Yes but interestingly it's also somewhat calming because the "winners" tend to see winning as the goal. Maliciously changing facts is almost never their goal because Wikipedia itself is their main (maybe obsessive) focus. It might not be good for them but it's not that dangerous for us readers.
That just means they are enforcing their biases on the information. Winning doesn't mean they got it correct, just that they achieved control of the narrative.
That's going to push the means of winning to editing towards the collective biases of the majority of wikipedia editors. Just consider the fact that at various times in our history that commonly accepted knowledge was that the Earth was flat, the Sun, Moon and Stars revolved around it and that slaves were property instead of people.

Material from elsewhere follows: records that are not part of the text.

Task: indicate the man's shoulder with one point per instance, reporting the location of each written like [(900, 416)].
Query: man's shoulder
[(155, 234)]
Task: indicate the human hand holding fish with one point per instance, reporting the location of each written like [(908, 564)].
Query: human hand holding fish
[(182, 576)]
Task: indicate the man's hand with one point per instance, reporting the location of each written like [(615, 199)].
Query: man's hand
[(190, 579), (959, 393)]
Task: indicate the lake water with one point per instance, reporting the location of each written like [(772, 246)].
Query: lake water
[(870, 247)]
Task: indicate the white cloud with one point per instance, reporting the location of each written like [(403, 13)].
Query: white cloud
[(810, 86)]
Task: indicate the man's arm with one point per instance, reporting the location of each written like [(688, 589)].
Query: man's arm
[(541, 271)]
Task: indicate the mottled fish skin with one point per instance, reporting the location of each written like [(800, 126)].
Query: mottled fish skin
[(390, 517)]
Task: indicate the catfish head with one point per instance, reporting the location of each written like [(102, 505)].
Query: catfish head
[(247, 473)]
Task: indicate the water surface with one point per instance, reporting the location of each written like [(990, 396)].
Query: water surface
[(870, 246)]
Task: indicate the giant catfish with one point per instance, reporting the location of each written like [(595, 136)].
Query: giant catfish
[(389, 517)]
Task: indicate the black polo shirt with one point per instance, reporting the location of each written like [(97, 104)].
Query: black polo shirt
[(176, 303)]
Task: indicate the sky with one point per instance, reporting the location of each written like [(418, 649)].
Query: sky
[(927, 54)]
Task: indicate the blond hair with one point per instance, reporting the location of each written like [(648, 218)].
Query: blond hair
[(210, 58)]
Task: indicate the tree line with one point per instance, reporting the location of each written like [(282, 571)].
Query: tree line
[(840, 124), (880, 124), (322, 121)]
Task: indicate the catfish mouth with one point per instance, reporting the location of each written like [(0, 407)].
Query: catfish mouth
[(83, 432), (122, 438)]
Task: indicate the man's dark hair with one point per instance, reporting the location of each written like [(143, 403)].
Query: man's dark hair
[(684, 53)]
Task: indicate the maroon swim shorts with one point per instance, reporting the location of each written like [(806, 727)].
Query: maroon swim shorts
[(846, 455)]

Effectively this is a proof that mob-sourced information tends towards the mob's interpretation of information and is not necessarily the truth.
I think a lot of people reading Wikipedia forget this and makes me disagree with your last statement -- there's a high potential for danger to the reader if the prevailing mob opinion is outwardly destructive or self-destructive.
That's just what encyclopedias are though, the collective mentality of it's editors, their ideology, so to speak. You were never free to just consume encyclopedias, they were always meant to be understood in the context of their creation. What makes Wikipedia different from its competitors is the sheer diversity of editors contributing.
Encyclopedias usually have lots of competition, outside of niche areas.
Wikis sort of have this backwards. There's lots of competition in the niches but there's not much competition with Wikipedia itself. The risk is in it being a singular body of knowledge.
Sure, that's a good point and I absolutely agree that Wikipedia will neither be unbiased nor always very accurate. My idea was simply to refute the statement that somebody actively controls the world's knowledge in intentionally malicious ways, which would imo be worse than unwillingly reproducing your own biases.
Bias is inherent to the Wikipedia model, at least if you view its content as simply facts. It's not so much a collection of facts as it is a collection of statements corroborated by published sources.